Mesmo quando se trata de objectos materiais o que lhes dá valor não é o tempo dispendido para os produzir mas o conhecimento que foi necessário para os conceber e realizar.

Quando se compra, por exemplo uma garrafa de vidro, tanto importa que o vidreiro tenha soprado 2 minutos como 20 minutos. O que a torna valiosa é o facto de ele ter, e o comprador não, o conhecimento para a produzir.

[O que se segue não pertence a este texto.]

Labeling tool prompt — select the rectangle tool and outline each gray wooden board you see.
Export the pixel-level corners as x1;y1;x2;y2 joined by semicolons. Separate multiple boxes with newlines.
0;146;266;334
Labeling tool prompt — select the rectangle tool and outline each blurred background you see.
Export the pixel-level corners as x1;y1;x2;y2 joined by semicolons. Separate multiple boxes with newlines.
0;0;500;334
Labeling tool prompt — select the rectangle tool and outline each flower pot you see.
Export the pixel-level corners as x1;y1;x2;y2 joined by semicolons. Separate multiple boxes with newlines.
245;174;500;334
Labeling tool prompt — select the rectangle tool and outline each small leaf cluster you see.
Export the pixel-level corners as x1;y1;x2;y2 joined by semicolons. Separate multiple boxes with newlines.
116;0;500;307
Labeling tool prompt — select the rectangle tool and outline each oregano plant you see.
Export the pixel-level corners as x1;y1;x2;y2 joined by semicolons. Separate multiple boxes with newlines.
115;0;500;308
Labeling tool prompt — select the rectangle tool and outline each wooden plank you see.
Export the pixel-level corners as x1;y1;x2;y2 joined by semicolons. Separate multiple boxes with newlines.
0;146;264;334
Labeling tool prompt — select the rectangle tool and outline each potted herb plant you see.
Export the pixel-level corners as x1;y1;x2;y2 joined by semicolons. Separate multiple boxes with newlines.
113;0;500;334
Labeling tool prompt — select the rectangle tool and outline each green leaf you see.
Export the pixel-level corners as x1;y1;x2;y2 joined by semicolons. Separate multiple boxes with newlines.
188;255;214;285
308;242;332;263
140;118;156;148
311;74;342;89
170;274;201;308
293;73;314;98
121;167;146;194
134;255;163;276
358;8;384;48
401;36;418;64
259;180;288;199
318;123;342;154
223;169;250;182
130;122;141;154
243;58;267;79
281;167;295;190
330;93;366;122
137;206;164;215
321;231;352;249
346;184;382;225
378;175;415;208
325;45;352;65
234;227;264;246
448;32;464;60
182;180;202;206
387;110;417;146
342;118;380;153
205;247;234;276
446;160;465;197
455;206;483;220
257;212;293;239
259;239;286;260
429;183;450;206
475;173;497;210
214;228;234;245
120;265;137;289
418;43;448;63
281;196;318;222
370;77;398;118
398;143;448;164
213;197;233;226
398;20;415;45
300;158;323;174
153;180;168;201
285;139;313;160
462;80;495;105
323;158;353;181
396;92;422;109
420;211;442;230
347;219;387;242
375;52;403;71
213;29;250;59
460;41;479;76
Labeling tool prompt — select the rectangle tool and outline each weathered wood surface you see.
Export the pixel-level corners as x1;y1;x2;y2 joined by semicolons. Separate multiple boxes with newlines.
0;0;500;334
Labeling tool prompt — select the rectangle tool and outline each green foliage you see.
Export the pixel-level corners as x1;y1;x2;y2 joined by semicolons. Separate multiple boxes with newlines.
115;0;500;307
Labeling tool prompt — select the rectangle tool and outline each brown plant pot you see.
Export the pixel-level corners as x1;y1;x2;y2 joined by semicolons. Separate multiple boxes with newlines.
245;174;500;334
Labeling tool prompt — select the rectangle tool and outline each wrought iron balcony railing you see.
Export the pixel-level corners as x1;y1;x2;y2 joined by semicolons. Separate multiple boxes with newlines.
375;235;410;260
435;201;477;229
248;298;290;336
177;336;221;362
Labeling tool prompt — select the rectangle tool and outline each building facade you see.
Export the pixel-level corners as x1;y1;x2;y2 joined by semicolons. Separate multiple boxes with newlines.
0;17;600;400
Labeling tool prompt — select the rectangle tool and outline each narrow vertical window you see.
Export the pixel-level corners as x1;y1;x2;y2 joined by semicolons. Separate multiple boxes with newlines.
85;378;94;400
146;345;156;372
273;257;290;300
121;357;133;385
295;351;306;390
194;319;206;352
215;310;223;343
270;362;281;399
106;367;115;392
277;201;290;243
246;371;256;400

Não só o conhecimento individual daquele vidreiro mas todo o conhecimento histórico que está implícito no vidro e na sua manipulação.

Quando, para poder aplicar a teoria do valor baseada no tempo de trabalho, Marx diz que o tempo do operário especializado vale duas vezes o tempo do operário indiferenciado, no fundo o que está a dizer é que o operário especializado incorpora mais conhecimento do que o indiferenciado.
Por outro lado nas condições de produção actuais, durante um dia de trabalho, não se incorpora conhecimento de forma constante e na mesma escala. Não parece portanto razoável valorizar o trabalho com base na classificação abstracta do trabalhador e descartando o real conteúdo do trabalho efectuado [27].